The Hugging Face Hub is devoted to providing open access to datasets for everybody and giving users the tools to explore and understand them. Yow will discover lots of the datasets used to coach popular large language models (LLMs) like Falcon, Dolly, MPT, and StarCoder. There are tools for addressing fairness and bias in datasets like Disaggregators, and tools for previewing examples inside a dataset just like the Dataset Viewer.
A preview of the OpenAssistant dataset with the Dataset Viewer.
We’re glad to share that we recently added one other feature to provide help to analyze datasets on the Hub; you possibly can run SQL queries with DuckDB on any dataset stored on the Hub! In keeping with the 2022 StackOverflow Developer Survey, SQL is the third hottest programming language. We also wanted a quick database management system (DBMS) designed for running analytical queries, which is why we’re enthusiastic about integrating with DuckDB. We hope this permits much more users to access and analyze datasets on the Hub!
TLDR
The dataset viewer routinely converts all public datasets on the Hub to Parquet files, that you would be able to see by clicking on the “Auto-converted to Parquet” button at the highest of a dataset page. You can too access the list of the Parquet files URLs with a straightforward HTTP call.
r = requests.get("https://datasets-server.huggingface.co/parquet?dataset=blog_authorship_corpus")
j = r.json()
urls = [f['url'] for f in j['parquet_files'] if f['split'] == 'train']
urls
['https://huggingface.co/datasets/blog_authorship_corpus/resolve/refs%2Fconvert%2Fparquet/blog_authorship_corpus/blog_authorship_corpus-train-00000-of-00002.parquet',
'https://huggingface.co/datasets/blog_authorship_corpus/resolve/refs%2Fconvert%2Fparquet/blog_authorship_corpus/blog_authorship_corpus-train-00001-of-00002.parquet']

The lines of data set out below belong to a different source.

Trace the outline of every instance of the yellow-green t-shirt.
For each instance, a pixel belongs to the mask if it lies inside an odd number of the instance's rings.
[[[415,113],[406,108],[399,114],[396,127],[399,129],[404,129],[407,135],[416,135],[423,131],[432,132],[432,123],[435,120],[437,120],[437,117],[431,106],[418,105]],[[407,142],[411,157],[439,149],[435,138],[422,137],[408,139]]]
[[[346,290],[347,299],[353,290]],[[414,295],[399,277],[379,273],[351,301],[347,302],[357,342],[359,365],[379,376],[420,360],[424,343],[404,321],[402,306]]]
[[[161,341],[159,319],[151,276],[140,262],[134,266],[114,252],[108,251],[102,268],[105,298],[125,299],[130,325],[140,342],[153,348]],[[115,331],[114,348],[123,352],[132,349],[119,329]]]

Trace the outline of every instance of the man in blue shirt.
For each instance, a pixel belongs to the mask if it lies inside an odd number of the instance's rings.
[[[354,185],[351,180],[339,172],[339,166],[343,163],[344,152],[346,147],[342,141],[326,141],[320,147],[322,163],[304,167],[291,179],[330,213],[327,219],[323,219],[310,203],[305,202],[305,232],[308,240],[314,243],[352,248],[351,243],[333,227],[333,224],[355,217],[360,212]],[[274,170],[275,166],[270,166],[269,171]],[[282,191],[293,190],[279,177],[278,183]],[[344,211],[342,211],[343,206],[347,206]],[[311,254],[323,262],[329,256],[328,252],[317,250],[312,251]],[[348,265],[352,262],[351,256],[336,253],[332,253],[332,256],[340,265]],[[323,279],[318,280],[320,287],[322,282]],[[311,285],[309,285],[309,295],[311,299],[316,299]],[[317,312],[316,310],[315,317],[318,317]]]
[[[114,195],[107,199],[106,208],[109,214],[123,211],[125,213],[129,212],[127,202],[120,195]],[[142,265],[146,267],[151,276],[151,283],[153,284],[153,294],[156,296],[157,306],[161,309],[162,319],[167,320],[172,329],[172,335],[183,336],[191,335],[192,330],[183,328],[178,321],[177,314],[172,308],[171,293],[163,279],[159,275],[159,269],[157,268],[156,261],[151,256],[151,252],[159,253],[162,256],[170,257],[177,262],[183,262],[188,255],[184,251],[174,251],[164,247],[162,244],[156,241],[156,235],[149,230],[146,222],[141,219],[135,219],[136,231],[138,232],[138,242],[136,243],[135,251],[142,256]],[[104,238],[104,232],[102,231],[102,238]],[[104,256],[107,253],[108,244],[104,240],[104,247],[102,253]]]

Create a connection to DuckDB and install and cargo the httpfs extension to permit reading and writing distant files:
import duckdb
url = "https://huggingface.co/datasets/blog_authorship_corpus/resolve/refs%2Fconvert%2Fparquet/blog_authorship_corpus/blog_authorship_corpus-train-00000-of-00002.parquet"
con = duckdb.connect()
con.execute("INSTALL httpfs;")
con.execute("LOAD httpfs;")
When you’re connected, you possibly can start writing SQL queries!
con.sql(f"""SELECT horoscope,
count(*),
AVG(LENGTH(text)) AS avg_blog_length
FROM '{url}'
GROUP BY horoscope
ORDER BY avg_blog_length
DESC LIMIT(5)"""
)
To learn more, try the documentation.
From dataset to Parquet
Parquet files are columnar, making them more efficient to store, load and analyze. This is very essential if you’re working with large datasets, which we’re seeing increasingly more of within the LLM era. To support this, the dataset viewer routinely converts and publishes any public dataset on the Hub as Parquet files. The URL to the Parquet files could be retrieved with the /parquet endpoint.
Analyze with DuckDB
DuckDB offers super impressive performance for running complex analytical queries. It’s capable of execute a SQL query directly on a distant Parquet file with none overhead. With the httpfs extension, DuckDB is capable of query distant files comparable to datasets stored on the Hub using the URL provided from the /parquet endpoint. DuckDB also supports querying multiple Parquet files which is actually convenient since the dataset viewer shards big datasets into smaller 500MB chunks.
Looking forward
Knowing what’s inside a dataset is vital for developing models because it could possibly impact model quality in all types of ways! By allowing users to jot down and execute any SQL query on Hub datasets, that is one other way for us to enable open access to datasets and help users be more aware of the datasets contents. We’re excited for you to do that out, and we’re looking forward to what sort of insights your evaluation uncovers!